Automate repeatable business workflows

Guideline angle

Rolling out AI copilots by department

How to Scale Legal Workflows Using Harvey’s AI Agents and Legal Engineering

To use Harvey’s latest capabilities, law firms must identify high-volume manual tasks for automation through AI Agents and collaborate with embedded legal engineering teams to customize models for specific practice areas. By leveraging the recent $200 million funding expansion, firms can now transition from basic chat interfaces to fully integrated "legal agents" that handle complex, multi-step legal processes.

TL;DR

  • Identify & Automate: Map out complex legal workflows that can be handled by Harvey's expanding suite of AI agents.
  • Embed Engineering: Partner with Harvey’s specialized legal engineering teams to integrate AI directly into firm-specific data silos.
  • Scale Operations: Utilize Harvey’s massive capital backing ($1.1B total raised) to transition from pilot programs to firm-wide AI deployments.

Prerequisites

Before implementing Harvey’s enterprise-grade AI within your firm, ensure you have the following:

  • Enterprise Access: An active contract with Harvey (typically reserved for large law firms and corporate legal departments).
  • Data Readiness: Internal documents organized in a way that can be ingested by Harvey’s legal-specific models.
  • Internal Stakeholders: A dedicated legal operations or innovation team to coordinate with Harvey’s "embedded legal engineering" staff.

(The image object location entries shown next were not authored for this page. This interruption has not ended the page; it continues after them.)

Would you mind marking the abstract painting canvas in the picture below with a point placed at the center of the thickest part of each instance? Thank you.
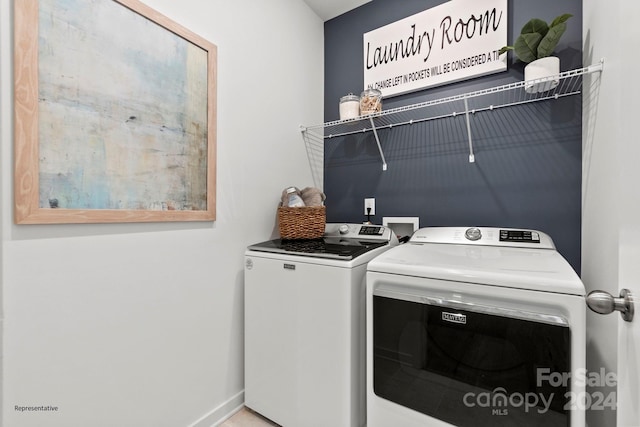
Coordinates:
(120, 126)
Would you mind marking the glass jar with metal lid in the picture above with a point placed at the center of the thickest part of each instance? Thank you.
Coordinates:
(349, 107)
(370, 101)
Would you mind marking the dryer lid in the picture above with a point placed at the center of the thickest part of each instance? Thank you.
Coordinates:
(542, 270)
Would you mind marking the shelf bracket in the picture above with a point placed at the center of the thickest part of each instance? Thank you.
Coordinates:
(472, 157)
(375, 133)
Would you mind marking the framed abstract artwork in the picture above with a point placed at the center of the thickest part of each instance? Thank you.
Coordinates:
(115, 115)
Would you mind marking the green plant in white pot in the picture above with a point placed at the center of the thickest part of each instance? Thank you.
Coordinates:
(534, 46)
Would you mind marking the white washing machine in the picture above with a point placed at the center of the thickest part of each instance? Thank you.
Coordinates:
(305, 326)
(475, 327)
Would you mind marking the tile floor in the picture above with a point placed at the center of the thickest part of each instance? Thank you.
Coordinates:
(247, 418)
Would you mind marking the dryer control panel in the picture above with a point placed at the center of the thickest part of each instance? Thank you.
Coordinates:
(487, 236)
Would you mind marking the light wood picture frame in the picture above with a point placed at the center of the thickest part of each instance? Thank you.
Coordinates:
(115, 115)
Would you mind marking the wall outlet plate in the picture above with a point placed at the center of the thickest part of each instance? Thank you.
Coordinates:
(370, 203)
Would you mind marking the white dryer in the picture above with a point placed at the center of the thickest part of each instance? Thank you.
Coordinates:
(475, 327)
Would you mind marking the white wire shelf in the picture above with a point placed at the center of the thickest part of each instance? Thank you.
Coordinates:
(568, 83)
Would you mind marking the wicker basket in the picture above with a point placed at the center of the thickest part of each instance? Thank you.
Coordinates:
(302, 223)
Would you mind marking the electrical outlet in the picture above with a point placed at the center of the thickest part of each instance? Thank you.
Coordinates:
(370, 203)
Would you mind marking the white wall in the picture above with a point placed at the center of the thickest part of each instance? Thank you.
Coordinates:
(141, 324)
(603, 144)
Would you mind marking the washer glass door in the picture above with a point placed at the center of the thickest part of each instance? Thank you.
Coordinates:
(471, 367)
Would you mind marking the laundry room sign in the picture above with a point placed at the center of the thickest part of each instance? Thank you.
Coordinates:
(455, 41)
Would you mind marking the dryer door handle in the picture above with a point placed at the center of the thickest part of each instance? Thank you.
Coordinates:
(604, 303)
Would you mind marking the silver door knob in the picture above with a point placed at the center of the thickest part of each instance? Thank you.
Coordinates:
(604, 303)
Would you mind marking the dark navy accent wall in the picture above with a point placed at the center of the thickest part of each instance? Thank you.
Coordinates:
(528, 159)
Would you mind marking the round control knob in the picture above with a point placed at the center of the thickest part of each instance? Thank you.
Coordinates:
(473, 234)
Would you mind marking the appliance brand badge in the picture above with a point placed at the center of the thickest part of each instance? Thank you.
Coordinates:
(454, 317)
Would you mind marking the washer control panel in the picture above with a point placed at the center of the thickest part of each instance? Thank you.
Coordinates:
(488, 236)
(359, 231)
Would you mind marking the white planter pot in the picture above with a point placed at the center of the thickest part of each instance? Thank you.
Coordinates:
(541, 75)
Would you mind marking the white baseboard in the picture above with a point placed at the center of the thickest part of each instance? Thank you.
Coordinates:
(222, 413)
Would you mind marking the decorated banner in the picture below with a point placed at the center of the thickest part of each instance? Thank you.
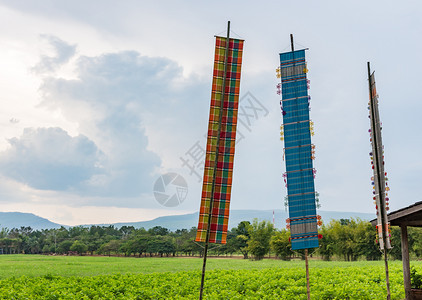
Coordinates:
(299, 152)
(221, 141)
(379, 180)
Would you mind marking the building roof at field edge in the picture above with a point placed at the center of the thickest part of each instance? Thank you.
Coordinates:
(409, 216)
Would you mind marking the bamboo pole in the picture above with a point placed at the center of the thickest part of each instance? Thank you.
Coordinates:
(380, 188)
(207, 237)
(308, 290)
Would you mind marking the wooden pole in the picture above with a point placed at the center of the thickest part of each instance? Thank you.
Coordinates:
(291, 42)
(380, 188)
(405, 259)
(308, 290)
(223, 92)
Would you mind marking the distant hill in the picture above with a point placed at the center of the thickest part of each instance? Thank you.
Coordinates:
(186, 221)
(17, 219)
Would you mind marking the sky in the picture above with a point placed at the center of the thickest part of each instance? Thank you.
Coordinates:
(104, 103)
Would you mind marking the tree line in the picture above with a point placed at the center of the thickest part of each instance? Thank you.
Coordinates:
(347, 239)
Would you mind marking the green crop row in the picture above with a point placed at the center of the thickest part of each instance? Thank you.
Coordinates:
(274, 283)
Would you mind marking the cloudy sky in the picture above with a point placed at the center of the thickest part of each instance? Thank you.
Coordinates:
(99, 99)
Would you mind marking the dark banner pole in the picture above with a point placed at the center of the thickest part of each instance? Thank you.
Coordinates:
(377, 164)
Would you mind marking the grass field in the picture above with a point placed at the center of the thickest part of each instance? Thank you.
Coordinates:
(72, 277)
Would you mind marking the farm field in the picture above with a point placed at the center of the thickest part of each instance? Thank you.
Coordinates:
(61, 277)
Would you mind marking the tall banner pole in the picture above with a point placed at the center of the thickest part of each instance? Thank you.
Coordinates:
(379, 176)
(223, 92)
(299, 153)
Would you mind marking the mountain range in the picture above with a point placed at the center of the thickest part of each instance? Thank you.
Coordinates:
(17, 219)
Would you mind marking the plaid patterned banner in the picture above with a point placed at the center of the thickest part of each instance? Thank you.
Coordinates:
(298, 151)
(220, 146)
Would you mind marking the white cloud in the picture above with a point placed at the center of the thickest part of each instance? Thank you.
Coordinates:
(48, 158)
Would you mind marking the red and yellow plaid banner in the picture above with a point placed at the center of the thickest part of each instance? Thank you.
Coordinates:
(226, 142)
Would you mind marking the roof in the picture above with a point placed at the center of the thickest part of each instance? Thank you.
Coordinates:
(409, 216)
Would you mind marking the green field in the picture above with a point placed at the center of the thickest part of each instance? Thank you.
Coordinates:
(71, 277)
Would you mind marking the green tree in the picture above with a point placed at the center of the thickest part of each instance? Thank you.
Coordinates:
(260, 235)
(79, 247)
(281, 245)
(111, 246)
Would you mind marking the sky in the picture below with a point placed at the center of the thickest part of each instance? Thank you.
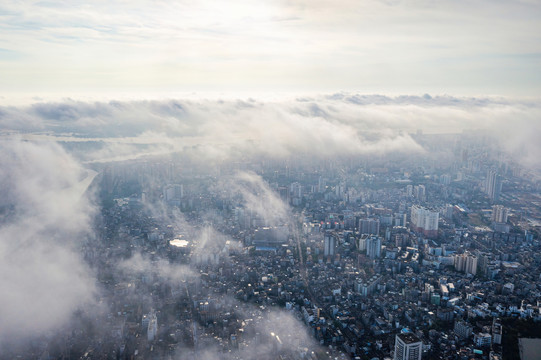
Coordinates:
(485, 47)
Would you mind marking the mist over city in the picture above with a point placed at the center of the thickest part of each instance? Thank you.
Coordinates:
(280, 180)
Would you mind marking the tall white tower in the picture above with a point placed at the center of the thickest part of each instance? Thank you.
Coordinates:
(407, 346)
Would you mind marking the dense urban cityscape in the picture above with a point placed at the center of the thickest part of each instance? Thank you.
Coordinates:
(434, 255)
(270, 180)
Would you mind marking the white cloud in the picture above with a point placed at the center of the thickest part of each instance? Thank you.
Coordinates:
(45, 218)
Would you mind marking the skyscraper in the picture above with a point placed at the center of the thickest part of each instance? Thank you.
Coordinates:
(329, 244)
(369, 226)
(424, 220)
(499, 214)
(407, 346)
(373, 247)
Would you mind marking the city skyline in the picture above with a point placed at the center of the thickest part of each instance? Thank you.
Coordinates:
(391, 47)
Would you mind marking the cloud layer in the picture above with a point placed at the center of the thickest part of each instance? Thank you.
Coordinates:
(321, 125)
(45, 217)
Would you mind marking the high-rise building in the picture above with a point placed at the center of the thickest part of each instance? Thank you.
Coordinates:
(424, 220)
(463, 329)
(407, 346)
(499, 214)
(152, 329)
(420, 192)
(497, 331)
(329, 244)
(466, 262)
(373, 247)
(493, 185)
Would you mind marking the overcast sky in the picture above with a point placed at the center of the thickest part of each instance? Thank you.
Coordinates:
(438, 47)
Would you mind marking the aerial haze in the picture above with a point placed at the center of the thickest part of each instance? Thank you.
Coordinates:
(263, 137)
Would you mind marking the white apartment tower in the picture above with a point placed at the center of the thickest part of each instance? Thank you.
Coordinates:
(407, 346)
(424, 220)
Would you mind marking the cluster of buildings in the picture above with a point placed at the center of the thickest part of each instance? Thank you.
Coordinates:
(374, 259)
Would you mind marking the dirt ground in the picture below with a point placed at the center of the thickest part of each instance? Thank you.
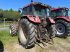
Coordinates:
(62, 45)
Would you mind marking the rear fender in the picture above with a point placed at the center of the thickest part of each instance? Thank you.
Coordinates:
(51, 20)
(34, 19)
(63, 18)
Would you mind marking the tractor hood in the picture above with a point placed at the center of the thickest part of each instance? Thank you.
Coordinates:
(64, 18)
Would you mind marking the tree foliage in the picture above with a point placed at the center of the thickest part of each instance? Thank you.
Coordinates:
(9, 14)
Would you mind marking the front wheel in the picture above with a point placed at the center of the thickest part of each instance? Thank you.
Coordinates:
(26, 33)
(62, 28)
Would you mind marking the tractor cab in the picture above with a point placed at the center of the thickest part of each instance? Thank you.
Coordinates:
(36, 9)
(55, 12)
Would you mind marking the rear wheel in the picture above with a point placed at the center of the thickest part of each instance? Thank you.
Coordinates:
(62, 28)
(13, 29)
(26, 33)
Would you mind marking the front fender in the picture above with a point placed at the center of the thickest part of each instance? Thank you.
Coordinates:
(34, 19)
(51, 20)
(63, 18)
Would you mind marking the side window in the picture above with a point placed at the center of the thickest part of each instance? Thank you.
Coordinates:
(24, 11)
(30, 10)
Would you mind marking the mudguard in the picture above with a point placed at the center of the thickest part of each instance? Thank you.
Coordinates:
(34, 19)
(51, 20)
(63, 18)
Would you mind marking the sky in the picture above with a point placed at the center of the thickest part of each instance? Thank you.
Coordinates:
(16, 4)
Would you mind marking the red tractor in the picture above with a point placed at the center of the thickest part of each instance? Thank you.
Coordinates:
(35, 25)
(60, 15)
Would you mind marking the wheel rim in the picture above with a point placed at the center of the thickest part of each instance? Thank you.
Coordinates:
(60, 28)
(10, 31)
(22, 36)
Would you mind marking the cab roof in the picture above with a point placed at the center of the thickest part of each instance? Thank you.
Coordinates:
(37, 3)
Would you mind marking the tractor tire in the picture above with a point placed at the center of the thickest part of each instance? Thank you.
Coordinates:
(69, 29)
(62, 28)
(51, 30)
(27, 33)
(13, 29)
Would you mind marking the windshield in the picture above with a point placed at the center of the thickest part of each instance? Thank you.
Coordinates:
(56, 13)
(41, 11)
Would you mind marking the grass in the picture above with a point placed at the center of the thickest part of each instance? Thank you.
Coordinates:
(6, 38)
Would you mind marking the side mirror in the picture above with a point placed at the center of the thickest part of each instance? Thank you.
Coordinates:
(20, 10)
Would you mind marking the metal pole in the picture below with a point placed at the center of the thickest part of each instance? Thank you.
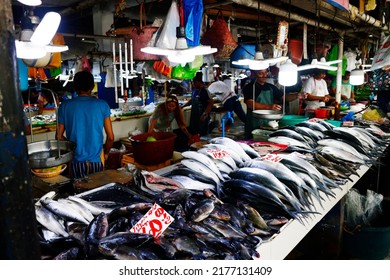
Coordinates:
(18, 234)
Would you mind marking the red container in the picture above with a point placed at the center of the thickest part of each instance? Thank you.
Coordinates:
(321, 113)
(151, 153)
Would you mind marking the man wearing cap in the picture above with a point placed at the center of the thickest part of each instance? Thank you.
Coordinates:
(201, 106)
(316, 90)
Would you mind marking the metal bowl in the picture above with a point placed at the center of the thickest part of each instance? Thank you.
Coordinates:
(44, 154)
(268, 114)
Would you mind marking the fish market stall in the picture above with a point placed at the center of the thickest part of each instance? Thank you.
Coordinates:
(222, 201)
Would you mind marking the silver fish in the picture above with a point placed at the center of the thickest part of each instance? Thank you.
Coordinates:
(49, 221)
(343, 146)
(233, 145)
(207, 161)
(199, 167)
(225, 159)
(232, 153)
(84, 211)
(248, 149)
(202, 210)
(64, 211)
(93, 208)
(288, 141)
(192, 184)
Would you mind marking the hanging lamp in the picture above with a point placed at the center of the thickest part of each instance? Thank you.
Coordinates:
(35, 44)
(181, 53)
(322, 63)
(31, 2)
(357, 77)
(258, 62)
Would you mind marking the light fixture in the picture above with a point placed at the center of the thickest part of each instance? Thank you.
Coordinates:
(357, 77)
(35, 44)
(259, 62)
(181, 54)
(288, 73)
(322, 64)
(31, 2)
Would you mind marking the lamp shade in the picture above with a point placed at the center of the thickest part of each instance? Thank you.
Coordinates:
(357, 77)
(288, 73)
(31, 2)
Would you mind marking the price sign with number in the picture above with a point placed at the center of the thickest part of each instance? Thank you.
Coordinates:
(272, 157)
(217, 153)
(154, 222)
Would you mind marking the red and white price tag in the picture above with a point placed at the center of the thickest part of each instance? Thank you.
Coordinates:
(272, 157)
(154, 222)
(218, 153)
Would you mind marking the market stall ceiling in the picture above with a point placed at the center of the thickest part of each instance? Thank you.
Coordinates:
(252, 17)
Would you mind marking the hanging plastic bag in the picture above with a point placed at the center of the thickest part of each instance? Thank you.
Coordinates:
(382, 56)
(193, 12)
(167, 38)
(333, 55)
(219, 36)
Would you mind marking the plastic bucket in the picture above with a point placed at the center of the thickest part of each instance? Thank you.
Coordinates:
(321, 113)
(369, 243)
(151, 153)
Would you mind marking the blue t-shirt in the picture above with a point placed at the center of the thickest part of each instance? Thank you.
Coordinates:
(83, 118)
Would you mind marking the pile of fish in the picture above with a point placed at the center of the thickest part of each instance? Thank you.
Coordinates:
(204, 227)
(225, 198)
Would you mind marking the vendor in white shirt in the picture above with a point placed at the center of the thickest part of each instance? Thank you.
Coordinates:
(316, 90)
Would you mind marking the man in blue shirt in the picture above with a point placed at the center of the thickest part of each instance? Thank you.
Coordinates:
(83, 119)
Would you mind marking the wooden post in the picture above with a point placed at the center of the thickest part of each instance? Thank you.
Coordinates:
(18, 234)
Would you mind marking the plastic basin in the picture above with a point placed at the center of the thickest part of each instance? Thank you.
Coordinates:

Step 1: Identify High-Value Use Cases for AI Agents

With the announcement that Harvey is focusing its $200 million in new capital on AI agents, firms should move beyond simple document summarization. AI agents are designed to perform tasks autonomously rather than just answering questions.

  1. Audit Manual Processes: Look for workflows like contract lifecycle management, due diligence across thousands of documents, or multi-jurisdictional regulatory compliance checks.
  2. Define Agent Parameters: Determine what "success" looks like for an autonomous agent (e.g., "Review all leases in this folder and flag any with a termination notice shorter than 30 days").
  3. Prepare for Autonomy: Unlike early LLM implementations, Harvey’s agents are being built to execute sequences of tasks. Prepare your internal permissions to allow these agents access to necessary file directories.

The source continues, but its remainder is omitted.